Parisians are no strangers to bike sharing. The oldest sharing scheme Velib was launched by the municipal government in 2007, and operates some 1,800 docks and over 20,000 bikes.

Earlier this year, Hong Kong-based Gobee and Singapore-owned oBike also launched their versions of dock-less bikes in Paris.

Facing tough competition, Kennel said Ofo was confident in the quality of its bikes and services.

Compared to Velib, the dock-less Ofo bikes don't have to be put back in a fixed station. They are also equipped with three gears, while the other two Asian competitors only offer gear-less bikes.

"In addition, they have solid tires, drum brakes, and a technological advance on padlocks," Kennel added. "We have worked on European standards. Quality is the asset of Ofo."

Charging 0.5 euro (0.59 U.S. cents) per 20 minutes, Ofo bikes are slightly more expensive than its competitors. To attract new users, the company is offering free rides for the first 40 minutes until the end of the year.

"We bet on quality instead of price by offering a bike with high speed and high quality, and our ambition is to take the leadership in the market," said Kennel.

This goal seems challenging as Velib has already over 300,000 subscribers, but Kennel stressed that Ofo's ambition was not to take over Velib's market share, but to make a "complementary offer" to encourage more people to commute with bikes.

In Paris, where a landmark deal to curb climate change was reached by over 190 countries in December 2015, cutting carbon dioxide emissions in the transportation sector remains a difficult task, as some 600,000 vehicles are driven in the city every day.

In April 2015, the city adopted the ambitious "Plan Velo" (Bike Plan) which aims to transform traffic-choked Paris into the world's "cycling capital."

Concrete measures in the plan include doubling the length of bicycle lanes from the current 700 km to 1,000 km and creating 10,000 new parking places for bikes by 2020.

To Ofo, this plan means enormous market potential and an opportunity to participate in the global climate mission.

"Ofo would like to work together with the municipal government to help achieve these goals and fight climate change," said Kennel.

While dock-less bike sharing brings convenience to urban commuters, new problems have emerged, such as irregular parking in public space and bikes being stolen or vandalized.

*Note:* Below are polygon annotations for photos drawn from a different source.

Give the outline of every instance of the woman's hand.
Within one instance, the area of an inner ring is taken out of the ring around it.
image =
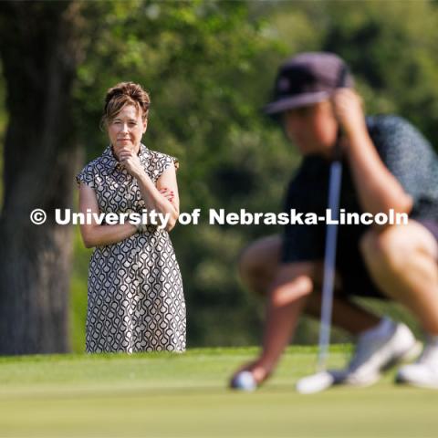
[[[362,99],[351,89],[339,89],[332,98],[333,110],[348,139],[367,135]]]
[[[121,166],[133,177],[138,178],[144,173],[139,156],[130,149],[122,149],[119,152],[119,161]]]
[[[170,202],[172,203],[173,201],[173,198],[175,197],[175,193],[173,193],[172,190],[168,189],[167,187],[162,187],[162,189],[159,190],[159,192]]]

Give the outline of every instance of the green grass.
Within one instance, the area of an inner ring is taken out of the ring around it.
[[[330,366],[349,347],[333,347]],[[434,437],[438,391],[397,387],[299,395],[315,348],[287,350],[256,393],[226,389],[256,349],[0,358],[1,437]]]

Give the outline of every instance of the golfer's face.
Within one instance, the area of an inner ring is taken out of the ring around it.
[[[114,153],[119,156],[124,149],[137,153],[146,127],[147,121],[141,119],[141,110],[133,105],[123,107],[108,125],[108,135]]]
[[[284,123],[287,138],[303,155],[329,154],[338,131],[329,101],[289,110],[285,113]]]

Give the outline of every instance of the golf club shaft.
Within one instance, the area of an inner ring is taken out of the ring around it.
[[[342,164],[335,161],[330,166],[328,186],[328,208],[335,222],[339,219],[340,182],[342,179]],[[322,288],[321,321],[319,327],[319,347],[318,369],[326,369],[328,345],[330,342],[331,309],[333,305],[333,289],[335,284],[336,246],[338,237],[338,224],[327,226],[326,250],[324,257],[324,277]]]

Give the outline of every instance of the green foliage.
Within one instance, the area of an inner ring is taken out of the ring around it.
[[[351,66],[370,112],[398,112],[434,141],[436,3],[82,5],[90,45],[78,72],[74,112],[87,160],[107,143],[98,129],[106,89],[122,80],[144,85],[152,101],[144,142],[179,158],[181,210],[203,214],[201,225],[178,225],[172,233],[184,281],[189,345],[257,342],[262,303],[239,284],[236,264],[248,242],[280,230],[212,226],[206,215],[209,208],[281,208],[298,157],[260,111],[277,65],[298,51],[337,52]],[[2,120],[0,110],[0,134]],[[82,350],[89,251],[78,237],[75,248],[72,333],[75,350]],[[315,339],[315,326],[300,326],[298,341]],[[335,339],[345,335],[336,333]]]

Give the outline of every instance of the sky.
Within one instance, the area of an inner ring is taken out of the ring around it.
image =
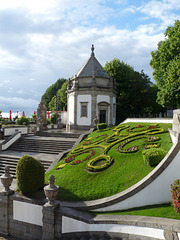
[[[91,54],[153,81],[151,51],[180,19],[179,0],[0,0],[0,110],[31,116],[46,89]]]

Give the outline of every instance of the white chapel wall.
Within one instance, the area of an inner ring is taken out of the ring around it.
[[[97,95],[97,104],[100,102],[107,102],[110,104],[110,96],[108,95]]]
[[[87,117],[81,117],[81,103],[87,103]],[[91,125],[91,95],[77,96],[77,125]]]
[[[110,96],[108,95],[97,95],[97,104],[100,102],[107,102],[110,104]],[[110,122],[110,105],[108,106],[108,116],[107,116],[107,123]]]
[[[74,124],[74,96],[68,98],[68,122]]]
[[[116,97],[113,97],[112,124],[116,124]]]

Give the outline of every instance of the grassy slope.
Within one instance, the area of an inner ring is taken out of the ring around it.
[[[132,127],[138,124],[127,123],[125,125]],[[143,125],[147,126],[148,124]],[[160,124],[160,127],[167,130],[168,127],[171,127],[171,124]],[[95,139],[96,136],[106,133],[111,135],[113,132],[110,130],[103,132],[95,131],[88,137]],[[123,130],[121,133],[128,134],[126,130]],[[161,138],[161,148],[168,151],[172,146],[169,133],[157,134],[156,136]],[[67,164],[63,169],[55,170],[59,164],[63,163],[63,160],[61,160],[54,169],[46,174],[46,182],[48,182],[48,177],[53,174],[56,180],[55,183],[60,186],[58,197],[62,200],[70,201],[103,198],[127,189],[150,173],[153,168],[145,165],[142,158],[144,139],[136,140],[136,142],[131,142],[127,145],[127,147],[133,145],[140,146],[141,150],[136,153],[119,153],[116,151],[118,145],[109,151],[109,154],[115,161],[106,170],[90,173],[84,170],[87,161],[78,165]],[[101,149],[96,148],[95,156],[98,156],[100,152]],[[75,160],[79,159],[81,159],[81,156],[76,157]]]

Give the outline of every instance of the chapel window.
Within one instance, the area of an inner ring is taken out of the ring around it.
[[[87,117],[87,104],[81,103],[81,117]]]

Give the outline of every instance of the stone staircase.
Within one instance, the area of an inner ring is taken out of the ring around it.
[[[21,137],[17,142],[11,145],[8,150],[18,152],[34,152],[44,154],[59,154],[60,152],[71,149],[75,140],[53,140],[44,138]]]
[[[58,131],[43,131],[37,132],[37,136],[42,137],[57,137],[57,138],[78,138],[81,133],[71,133],[71,132],[58,132]]]
[[[20,159],[20,157],[0,154],[0,176],[2,174],[4,174],[5,166],[9,166],[10,174],[15,178],[16,177],[16,166],[17,166],[19,159]],[[44,165],[45,171],[51,165],[51,161],[47,161],[47,160],[40,160],[40,161]]]

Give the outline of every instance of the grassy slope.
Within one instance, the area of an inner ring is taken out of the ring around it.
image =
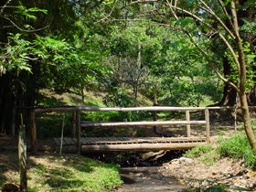
[[[5,183],[18,183],[16,162],[0,165],[0,188]],[[116,165],[70,155],[30,156],[27,176],[27,191],[100,192],[122,184]]]

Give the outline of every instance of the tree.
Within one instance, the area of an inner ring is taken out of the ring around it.
[[[252,54],[248,54],[246,51],[248,47],[250,50],[253,49],[253,45],[248,41],[248,39],[251,40],[252,36],[247,34],[249,37],[246,37],[246,34],[240,30],[241,26],[246,23],[244,16],[242,16],[245,12],[250,13],[249,18],[251,20],[255,16],[253,11],[255,10],[255,1],[143,0],[125,2],[123,7],[129,14],[123,16],[124,20],[147,18],[159,25],[169,26],[171,24],[171,27],[179,28],[205,57],[218,77],[238,93],[244,129],[250,144],[256,153],[256,140],[251,123],[246,95],[248,89],[251,86],[251,80],[255,80],[253,72],[250,70],[255,65],[255,60],[251,59],[250,62],[250,56]],[[136,13],[140,14],[134,14],[134,9],[131,9],[131,7],[134,8],[134,5],[137,5]],[[247,20],[247,22],[249,21]],[[222,75],[212,52],[206,51],[205,48],[198,44],[200,37],[211,41],[219,38],[219,42],[222,42],[227,51],[223,52],[221,58],[229,60],[229,65],[231,66],[229,68],[231,74]],[[247,46],[248,44],[249,46]]]
[[[218,71],[217,68],[212,64],[212,62],[214,63],[214,60],[211,59],[208,55],[206,55],[205,51],[201,49],[198,46],[197,48],[201,50],[202,54],[204,54],[208,58],[208,61],[210,62],[211,68],[216,71],[216,73],[218,73],[219,77],[225,83],[229,84],[231,87],[233,87],[238,92],[242,112],[244,129],[249,139],[250,144],[253,151],[256,153],[256,139],[251,123],[251,117],[246,96],[246,88],[248,86],[248,61],[246,60],[246,53],[244,51],[245,43],[241,38],[239,27],[238,11],[239,6],[241,5],[242,3],[238,0],[230,0],[228,1],[225,5],[222,1],[219,0],[219,5],[210,5],[207,4],[207,1],[198,0],[189,1],[189,6],[187,8],[182,7],[182,5],[178,1],[167,1],[167,4],[176,20],[178,20],[179,17],[176,13],[184,12],[187,14],[196,22],[199,22],[200,27],[208,27],[214,33],[216,33],[216,35],[227,46],[230,56],[232,57],[232,61],[236,65],[236,73],[238,75],[238,78],[236,79],[237,83],[233,83],[229,79],[223,77],[219,73],[219,71]],[[230,10],[231,18],[229,18],[228,9]],[[219,12],[217,12],[218,10],[222,10],[222,13],[219,14]],[[207,16],[205,16],[204,15],[207,15]],[[209,21],[205,20],[205,17],[211,18],[211,21],[213,21],[214,24],[216,24],[216,27],[214,25],[211,25]],[[229,26],[226,25],[222,21],[222,17],[229,19]],[[187,32],[187,35],[191,37],[191,41],[196,44],[191,34],[187,31],[185,32]]]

The Paris authorities are mulling a plan for all dock-less bike operators, including imposing a new tax for "occupying public space for commercial purposes."

In response, Kennel said Ofo would cooperate with the government, and had already established its own system to detect and punish those who park thoughtlessly after using the bikes.

Ofo's co-founder Zhang Yanqi told Xinhua that the company was planning to scale up its service in France.

"France is the 20th country where our company is present," he said. "In Paris, our target is to reach 10,000 bikes, and we will soon launch our service in four other French cities."

Ofo currently operates over 10 million dock-less bikes worldwide, with over 200 million users and 32 million daily transactions, according to the company.